Il importe donc pour une phylogénie fiable d’avoir une approche la plus diversifiée possible.
• Tous les êtres vivants partageant un même état dérivé d’un caractère, l’ont hérité d’un
ancêtre commun qui possédait cette nouveauté évolutive. Ils ont donc entre eux des liens de
parenté plus proches qu’avec les autres taxons.
• Chaque embranchement doit être justifié par une nouveauté évolutive.
• Un ancêtre commun hypothétique d’un groupe de taxons est situé au nœud d’un embranchement
et possède toutes les innovations évolutives que ces taxons ont en commun.
• Un groupe monophylétique est composé par l’ensemble des taxons possédant la même innovation
évolutive.

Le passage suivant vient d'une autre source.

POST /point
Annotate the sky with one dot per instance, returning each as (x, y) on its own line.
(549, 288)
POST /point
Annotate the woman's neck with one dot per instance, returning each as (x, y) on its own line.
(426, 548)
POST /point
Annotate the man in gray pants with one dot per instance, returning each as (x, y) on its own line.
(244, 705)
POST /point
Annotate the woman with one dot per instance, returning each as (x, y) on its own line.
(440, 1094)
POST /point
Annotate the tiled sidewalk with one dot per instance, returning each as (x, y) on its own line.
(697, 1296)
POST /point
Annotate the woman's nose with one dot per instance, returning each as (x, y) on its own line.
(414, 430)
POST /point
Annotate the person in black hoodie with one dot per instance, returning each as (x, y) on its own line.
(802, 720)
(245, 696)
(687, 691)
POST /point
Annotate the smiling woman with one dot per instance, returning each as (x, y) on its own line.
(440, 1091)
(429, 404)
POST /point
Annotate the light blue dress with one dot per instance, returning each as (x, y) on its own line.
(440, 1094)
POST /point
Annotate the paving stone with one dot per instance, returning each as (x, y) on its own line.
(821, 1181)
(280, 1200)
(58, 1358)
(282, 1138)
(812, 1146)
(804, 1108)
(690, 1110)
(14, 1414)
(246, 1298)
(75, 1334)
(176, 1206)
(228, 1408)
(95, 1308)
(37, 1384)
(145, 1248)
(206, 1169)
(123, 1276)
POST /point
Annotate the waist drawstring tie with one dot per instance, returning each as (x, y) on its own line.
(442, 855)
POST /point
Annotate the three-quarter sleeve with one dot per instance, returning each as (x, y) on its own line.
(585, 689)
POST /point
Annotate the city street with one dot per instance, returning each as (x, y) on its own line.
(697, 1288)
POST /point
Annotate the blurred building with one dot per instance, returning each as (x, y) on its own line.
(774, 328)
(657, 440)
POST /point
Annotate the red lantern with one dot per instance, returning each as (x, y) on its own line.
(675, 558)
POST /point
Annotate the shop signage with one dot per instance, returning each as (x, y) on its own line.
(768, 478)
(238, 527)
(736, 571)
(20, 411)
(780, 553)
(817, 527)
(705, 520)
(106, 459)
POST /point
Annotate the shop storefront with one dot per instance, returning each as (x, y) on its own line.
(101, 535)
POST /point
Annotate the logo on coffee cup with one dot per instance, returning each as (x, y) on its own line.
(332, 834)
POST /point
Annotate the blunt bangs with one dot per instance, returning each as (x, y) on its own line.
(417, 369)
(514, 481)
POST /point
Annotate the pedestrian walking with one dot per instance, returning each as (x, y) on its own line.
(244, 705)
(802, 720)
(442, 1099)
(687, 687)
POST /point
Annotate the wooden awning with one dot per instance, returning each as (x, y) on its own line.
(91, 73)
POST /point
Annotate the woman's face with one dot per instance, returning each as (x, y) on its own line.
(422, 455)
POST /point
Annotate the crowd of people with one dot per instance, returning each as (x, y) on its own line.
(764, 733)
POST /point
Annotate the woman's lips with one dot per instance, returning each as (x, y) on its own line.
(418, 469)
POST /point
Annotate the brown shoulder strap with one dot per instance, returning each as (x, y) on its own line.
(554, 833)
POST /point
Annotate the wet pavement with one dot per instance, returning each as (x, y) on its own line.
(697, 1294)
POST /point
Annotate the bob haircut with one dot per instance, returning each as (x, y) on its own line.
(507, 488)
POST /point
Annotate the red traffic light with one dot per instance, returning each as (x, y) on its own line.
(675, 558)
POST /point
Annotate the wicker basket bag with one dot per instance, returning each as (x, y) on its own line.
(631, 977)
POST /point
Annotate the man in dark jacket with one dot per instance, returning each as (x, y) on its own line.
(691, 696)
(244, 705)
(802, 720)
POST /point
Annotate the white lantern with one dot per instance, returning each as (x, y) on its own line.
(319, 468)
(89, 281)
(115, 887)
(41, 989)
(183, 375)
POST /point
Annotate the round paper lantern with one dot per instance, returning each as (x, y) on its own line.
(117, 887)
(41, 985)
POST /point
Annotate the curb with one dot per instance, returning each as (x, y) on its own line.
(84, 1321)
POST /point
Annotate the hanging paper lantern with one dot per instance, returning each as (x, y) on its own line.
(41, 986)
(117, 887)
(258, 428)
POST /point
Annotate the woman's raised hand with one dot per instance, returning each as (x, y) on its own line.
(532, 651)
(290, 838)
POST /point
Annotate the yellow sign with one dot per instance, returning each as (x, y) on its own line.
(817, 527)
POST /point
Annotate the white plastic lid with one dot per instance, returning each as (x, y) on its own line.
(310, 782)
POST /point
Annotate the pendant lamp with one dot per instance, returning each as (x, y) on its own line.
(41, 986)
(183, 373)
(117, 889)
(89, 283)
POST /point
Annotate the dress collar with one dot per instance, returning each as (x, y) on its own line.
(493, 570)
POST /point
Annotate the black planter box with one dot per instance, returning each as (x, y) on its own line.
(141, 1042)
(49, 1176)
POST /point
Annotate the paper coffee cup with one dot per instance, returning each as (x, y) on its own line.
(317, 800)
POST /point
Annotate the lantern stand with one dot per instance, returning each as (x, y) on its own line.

Il comprend un ancêtre et tous ses descendants.
• Les distances verticales sont significatives : la longueur relative des lignes verticales montre le
temps de séparation des lignées.
• Les distances horizontales n’ont aucune signification.
• Les branches qui partent des nœuds portent à leur extrémité des organismes actuels ou fossiles :
en aucun cas un fossile ne sera placé à un nœud.
Remarque : Par rapport à la classification phylogénique, la classification traditionnelle ne contient pas que
des groupes monophylétiques (Les reptiles et les poissons ne possèdent aucune innovation évolutive
exclusive ; ce sont des groupes paraphylétiques)
C Difficulté de reconstruction des lignées évolutives
Déduire de l’observation d’archives géologiques vraisemblablement incomplètes une progression
évolutive est une démarche erronée.
Conclusion
L’établissement de relations de parenté s’effectue par comparaison de caractères homologues
(embryonnaires, morphologiques, anatomiques et moléculaires). Les comparaisons macroscopiques prennent
en compte l’état ancestral et dérivé des caractères. Seul le partage d’états dérivés des caractères
témoigne d’une étroite parenté.
Les ancêtres communs représentés sur les arbres phylogénétiques sont hypothétiques, définis par
l’ensemble des caractères dérivés partagés par des espèces qui leur sont postérieures ; ils ne
correspondent pas à des espèces fossiles. Une espèce fossile ne peut donc pas être considérée comme la
forme ancestrale à partir de laquelle se sont différenciées les espèces postérieures.